Fight for your health. No one else will fight has hard as you do.
This is my story. It’s still being written. I’m only 3 weeks out from the surgery. But I wanted to share it with you before my memories fade because I don’t necessarily remember the sharpness of the pain i lived with every day.
This story is very intimate. But it is true. If I can help one woman fight for her health or one man understand a small bit of what their loved one is dealing with, then baring my soul and my underwear drawer for public consumption is worth it.
I am not ashamed of the choice I made. Everyone deals with pain differently. I figured there was enough pain I have to deal with every day, why keep battling something that can be taken care of?
This is me. Looking forward to being healed and facing the future.
~~For more information about endometriosis and adenomyosis these are a few websites that were helpful for me:
Hystersisters-This website is dedicated to helping women who are facing a hysterectomy and have already had one.
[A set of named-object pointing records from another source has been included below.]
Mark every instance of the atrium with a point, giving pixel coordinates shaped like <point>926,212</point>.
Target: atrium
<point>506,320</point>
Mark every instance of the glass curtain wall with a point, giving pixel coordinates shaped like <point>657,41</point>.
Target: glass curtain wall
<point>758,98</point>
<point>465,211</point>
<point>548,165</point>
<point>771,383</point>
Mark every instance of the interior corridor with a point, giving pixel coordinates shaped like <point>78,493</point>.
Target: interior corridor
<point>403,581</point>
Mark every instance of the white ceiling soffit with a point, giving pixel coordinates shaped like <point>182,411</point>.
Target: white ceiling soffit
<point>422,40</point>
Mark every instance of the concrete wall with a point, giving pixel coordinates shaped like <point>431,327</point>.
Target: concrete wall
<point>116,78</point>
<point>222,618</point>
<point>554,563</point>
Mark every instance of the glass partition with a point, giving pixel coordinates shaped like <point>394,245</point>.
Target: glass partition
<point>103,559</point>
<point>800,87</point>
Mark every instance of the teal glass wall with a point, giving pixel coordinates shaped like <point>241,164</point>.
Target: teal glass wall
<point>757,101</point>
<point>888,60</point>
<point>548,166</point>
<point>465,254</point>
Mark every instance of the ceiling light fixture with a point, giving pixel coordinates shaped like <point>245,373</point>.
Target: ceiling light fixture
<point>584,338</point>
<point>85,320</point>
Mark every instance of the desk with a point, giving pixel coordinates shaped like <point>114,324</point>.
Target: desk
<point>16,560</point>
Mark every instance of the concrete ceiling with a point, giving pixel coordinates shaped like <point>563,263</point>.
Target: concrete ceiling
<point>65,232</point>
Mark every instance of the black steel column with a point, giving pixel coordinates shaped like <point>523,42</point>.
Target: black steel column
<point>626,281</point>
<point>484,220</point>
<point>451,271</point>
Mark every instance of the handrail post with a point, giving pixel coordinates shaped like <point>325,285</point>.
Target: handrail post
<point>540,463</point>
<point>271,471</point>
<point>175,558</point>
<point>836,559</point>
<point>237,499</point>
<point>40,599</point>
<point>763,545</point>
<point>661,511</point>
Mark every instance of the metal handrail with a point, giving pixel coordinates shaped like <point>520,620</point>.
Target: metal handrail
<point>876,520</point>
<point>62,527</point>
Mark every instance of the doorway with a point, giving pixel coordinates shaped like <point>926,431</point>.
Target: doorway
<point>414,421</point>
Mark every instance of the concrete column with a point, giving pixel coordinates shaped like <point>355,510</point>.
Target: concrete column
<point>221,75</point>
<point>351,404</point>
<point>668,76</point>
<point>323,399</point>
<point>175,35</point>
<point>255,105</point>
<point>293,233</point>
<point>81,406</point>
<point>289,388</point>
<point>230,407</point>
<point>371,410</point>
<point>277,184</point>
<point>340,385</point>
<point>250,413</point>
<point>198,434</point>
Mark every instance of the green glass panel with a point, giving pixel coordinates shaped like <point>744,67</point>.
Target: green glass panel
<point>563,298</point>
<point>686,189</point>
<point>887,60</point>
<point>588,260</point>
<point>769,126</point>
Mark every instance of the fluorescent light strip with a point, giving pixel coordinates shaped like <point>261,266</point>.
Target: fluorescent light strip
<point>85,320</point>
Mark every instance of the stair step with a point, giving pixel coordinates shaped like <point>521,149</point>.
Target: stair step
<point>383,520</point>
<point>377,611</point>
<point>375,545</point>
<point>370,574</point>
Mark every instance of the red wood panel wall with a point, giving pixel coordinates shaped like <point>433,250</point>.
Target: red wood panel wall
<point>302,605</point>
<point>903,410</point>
It has forums and articles to help you.
>>It also has information to help the men in a woman’s life understand what this surgery and the recovery entails. Mister Hystersisters
medicinenet.com— a list of symptoms and medical information
Endometriosis Foundation –a resource to help spread awareness and provides valuable information.
Adenomyosis Advice –similar to the Endometriosis Foundation.
Gyn Care –learn the difference. While endometriosis and adenomyosis can happen together, they are two different diseases that can cause different symptoms.